Writer: David Benson
2026 will see the 100th anniversary of the birth of actor and comedian Kenneth Williams. It is also the 30th anniversary of David Benson’s one-man show, Think No Evil of Us, which won numerous awards due in no small part to Benson’s uncanny ability to imitate the performer.
Doing so is by no means easy. Williams was facially, vocally and almost intellectually dextrous. His dialogue would ricochet between snooty upper-class drawls and rat-faced sneering and several variations in between, all of which Benson is able to deliver with pinched accuracy in the first half of this reworked version of the show. Benson’s delight at capturing some of the icons from the heydays of British comedy – John Le Mesurier and Arthur Lowe in full Dad’s Army mode, the expressive eyebrows of Lancashire’s gift to Hollywood, Stan Laurel – is easily shared. Frankie Howerd, who, like Williams, would use a variety of vocal tics to keep the audience entertained in the run-up to a saucy punchline, also makes an appearance with an impression that seems reluctant to leave.
The first half of My Life with Kenneth Williams is an autobiographical fare, with Benson talking about how his gift for comedy helped with school bullies (“one you have them laughing, they stop hitting you… then you just have to worry about the ones with no sense of humour”). Williams was one of the few personalities he would not impersonate, the comedian’s camp mannerisms being inappropriate for a young boy who was desperate to avoid the homophobic taunts of classmates desperate to pick on anyone they thought of as being a “’mo”.
Benson’s routine revolves around a short story he wrote for a competition celebrating the 10th anniversary of the children’s classic storytelling programme, Jackanory. Benson’s winning story was to be delivered by Williams, one of the series’s most frequent contributors. The 13-year-old was appalled – not only was Williams’s campness a threat to his own safety at school, but his own comedic tastes veered towards Spike Milligan and the Goons.

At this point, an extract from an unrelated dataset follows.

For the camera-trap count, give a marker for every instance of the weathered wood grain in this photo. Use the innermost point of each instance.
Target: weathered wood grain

This reworked version of My Life with Kenneth Williams cuts back on some aspects of Benson’s family life that previous iterations have touched upon. What remains is still entertaining – although asking the audience to sing three rounds of All Things Bright and Beautiful in a re-enactment of a school assembly might be a bit much. It also sits a little too easily in the act of pushing Williams away, almost antithetically to the title of the performance. Still, Benson’s extant recording of how Williams read his story – recorded with a cassette recorder next to the TV – is a slice of Williams history that we would get nowhere else, the BBC having long since wiped their videotape recordings.
The second half of Benson’s show is pure Williams, Benson inhabiting the performer fully throughout. Starting at a poetry-themed performance of Williams, his public persona on full display, we gradually move into his more private life, from his codependence with his mother, who lived in the flat next door to his, and his ongoing pain due to a panoply of gastrointestinal issues. The bulk of the performance, though, sees Williams hold court at a restaurant dinner, where he berates his friends, is snide and leering towards the restaurant staff, and is abusive towards autograph hunters.
This side of Williams is not without humour – ever the raconteur, Benson imbues his version of the comic with all the witty asides and put-downs (plus a remarkably astute impression of Maggie Smith) for which the performer was renowned.
The split between Bensons’ autobiographical first half and the vignettes near the end of Williams’s life in the second does make My Life with Kenneth Williams feel like an unbalanced show. Still, it remains a remarkably detailed recreation of Williams’s persona, showing us all the hard edges of a performer who was often beloved, but simultaneously quite hard to like.